I sent emails out today to people who owe me money. People have owed me money since 1996... I've never pressured them for payback because it's not a driving factor for me. They usually pay a bit when they can but there is still over $6000 in "debt" that people owe me. I've given them money with no hesitation at all for rent, car repairs, credit card debt. Now I'm in danger of losing everything (including my sanity) and I'm begging them to please try to borrow the money from someone else to pay me back. It's just so frustrating. It feels like the ending of It's a Wonderful Life only in reverse.

I got a letter today that they lowered the limit on one of my credit cards. That was really a blow. I've always gotten letters about them increasing my limit. I'm not used to being a "bad debt". I was counting on that one card (the only one still active) to pay the repair expense for my computer but now I won't have enough. I not only have my only real connection to the world through my computer but also it is the source of my marketable skills.

To top things off, I called about tapping into my 401k today, there's not much in there but it will help me for a few weeks anyway. They said I had to talk to my plan administrator to get the terms I am eligible for. Well I was the plan admisitrator, so now I not only have to talk to my boss, but he's going to have to call the same person I talked to to find out what the hell I can or cannot do.

I tried to be good today and make some other calls... I finally called for a rheumatoid appt, the doc isn't in today. Don't know why. I called about my homeowner's insurance, they haven't been paid yet, and my insurance will be cancelled in two days.

That's a whole 'nother story from last week... two notices, one from State Farm that they haven't been paid, and one from the mortgage company saying if my insurance is cancelled they will automatically write up a new policy that will cost three times more. The mortgage company is supposed to pay the insurance company (out of my escrow). So I immediately think that they haven't paid it because I'm behind in my mortgage payments and so there isn't enough money in my escrow. So I call and they say it's because they haven't received a bill from the insurance co. I call the insurance co and they assure me they sent a bill, they confirmed the address, correct.

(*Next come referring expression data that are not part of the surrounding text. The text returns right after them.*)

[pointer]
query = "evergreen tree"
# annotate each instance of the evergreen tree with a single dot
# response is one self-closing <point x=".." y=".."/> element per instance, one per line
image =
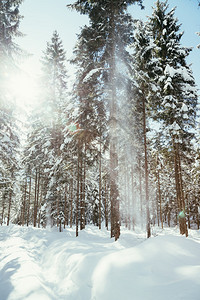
<point x="175" y="100"/>
<point x="110" y="32"/>
<point x="9" y="25"/>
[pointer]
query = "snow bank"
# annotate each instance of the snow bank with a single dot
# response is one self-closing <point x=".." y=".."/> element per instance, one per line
<point x="47" y="265"/>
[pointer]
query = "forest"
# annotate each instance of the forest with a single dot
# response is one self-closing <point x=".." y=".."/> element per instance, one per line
<point x="121" y="147"/>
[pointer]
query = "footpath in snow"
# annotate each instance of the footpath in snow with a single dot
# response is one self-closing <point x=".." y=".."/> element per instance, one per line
<point x="38" y="264"/>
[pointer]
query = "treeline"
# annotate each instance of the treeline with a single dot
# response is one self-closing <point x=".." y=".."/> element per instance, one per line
<point x="121" y="146"/>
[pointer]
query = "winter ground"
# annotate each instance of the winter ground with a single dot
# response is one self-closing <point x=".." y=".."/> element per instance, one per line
<point x="38" y="264"/>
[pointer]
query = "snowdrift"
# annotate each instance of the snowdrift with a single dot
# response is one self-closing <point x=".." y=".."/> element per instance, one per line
<point x="47" y="265"/>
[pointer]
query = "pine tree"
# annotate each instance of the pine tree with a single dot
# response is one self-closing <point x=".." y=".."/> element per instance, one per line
<point x="176" y="99"/>
<point x="110" y="33"/>
<point x="9" y="25"/>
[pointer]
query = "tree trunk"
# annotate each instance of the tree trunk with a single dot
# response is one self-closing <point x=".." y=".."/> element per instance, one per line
<point x="3" y="208"/>
<point x="71" y="202"/>
<point x="159" y="193"/>
<point x="66" y="211"/>
<point x="24" y="202"/>
<point x="179" y="190"/>
<point x="114" y="194"/>
<point x="106" y="206"/>
<point x="9" y="207"/>
<point x="146" y="171"/>
<point x="35" y="199"/>
<point x="78" y="187"/>
<point x="29" y="201"/>
<point x="100" y="187"/>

So the insurance agent can't generate a new bill from the office, I have to call regional. Regional can generate a new bill but they can't fax it, only mail it. This a week before cancellation. I head out and fax my cancellation notice right to the mortgage company hoping they will except it as a bill, and someone at the agents office says they can print my info and fax it for me, while it isn't a bill, it has the information they need to pay it.

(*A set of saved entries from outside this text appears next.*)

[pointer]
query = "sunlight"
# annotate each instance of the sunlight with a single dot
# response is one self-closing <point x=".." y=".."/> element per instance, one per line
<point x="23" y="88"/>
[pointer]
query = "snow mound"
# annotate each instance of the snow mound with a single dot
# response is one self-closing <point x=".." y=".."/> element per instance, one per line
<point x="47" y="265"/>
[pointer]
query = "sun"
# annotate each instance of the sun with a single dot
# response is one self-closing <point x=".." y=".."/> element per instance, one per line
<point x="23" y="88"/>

But I'm still convinced that the bill has nothing to do with it, that they didn't pay because they won't pay, and the person I spoke with was in error.

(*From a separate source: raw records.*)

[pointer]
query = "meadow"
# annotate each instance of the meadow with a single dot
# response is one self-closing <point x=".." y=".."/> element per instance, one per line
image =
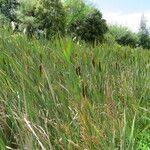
<point x="62" y="95"/>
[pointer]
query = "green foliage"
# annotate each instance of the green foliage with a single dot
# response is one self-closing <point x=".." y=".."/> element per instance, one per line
<point x="59" y="95"/>
<point x="84" y="21"/>
<point x="117" y="31"/>
<point x="44" y="15"/>
<point x="144" y="34"/>
<point x="129" y="39"/>
<point x="123" y="36"/>
<point x="7" y="8"/>
<point x="76" y="10"/>
<point x="51" y="17"/>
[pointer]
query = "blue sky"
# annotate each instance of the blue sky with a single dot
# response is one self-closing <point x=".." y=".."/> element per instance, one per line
<point x="124" y="12"/>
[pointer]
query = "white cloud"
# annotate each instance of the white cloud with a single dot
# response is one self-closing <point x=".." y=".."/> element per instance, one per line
<point x="130" y="20"/>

Turned out it was the bill, the mortgage company paid it last week after I faxed, but insurance co hasn't received it yet. I'm down to the wire and I am worried about it. And I keep thinking if this were last year it would be no problem. First I would have been on top of it and it wouldn't have waited this long. Second if they said they didn't get the bill there would be no reason to second guess it so I would have resent the bill and not worried about it. Third if worst came to worst I would have paid the bill myself and not worried about it. I've been worried all week, trying as hard as I can to keep that stupid 600 bucks in my account in case I had to pay it myself. That would have left me about $50... no problem until I realize that I have to eat once in a while, not to mention prescriptions, three are at the pharmacy right now waiting for me to pick up. Even without paying the insurance bill I am so close to the edge here.

I'm just all in knots and panic over this. Mostly because I am starting to feel better but I'm not better enough to jump in and take care of this stuff. And I'm worried that it is all just going to push me back down. This time if I relapse everything is definitely gone. The mortgage co won't give me any more time and all other bills are way behind as it is.

I want to bury under the covers again and stay there.

I have been working on my resume. I'm going to post a proof shortly and give a link to it so I can get feedback on how it looks.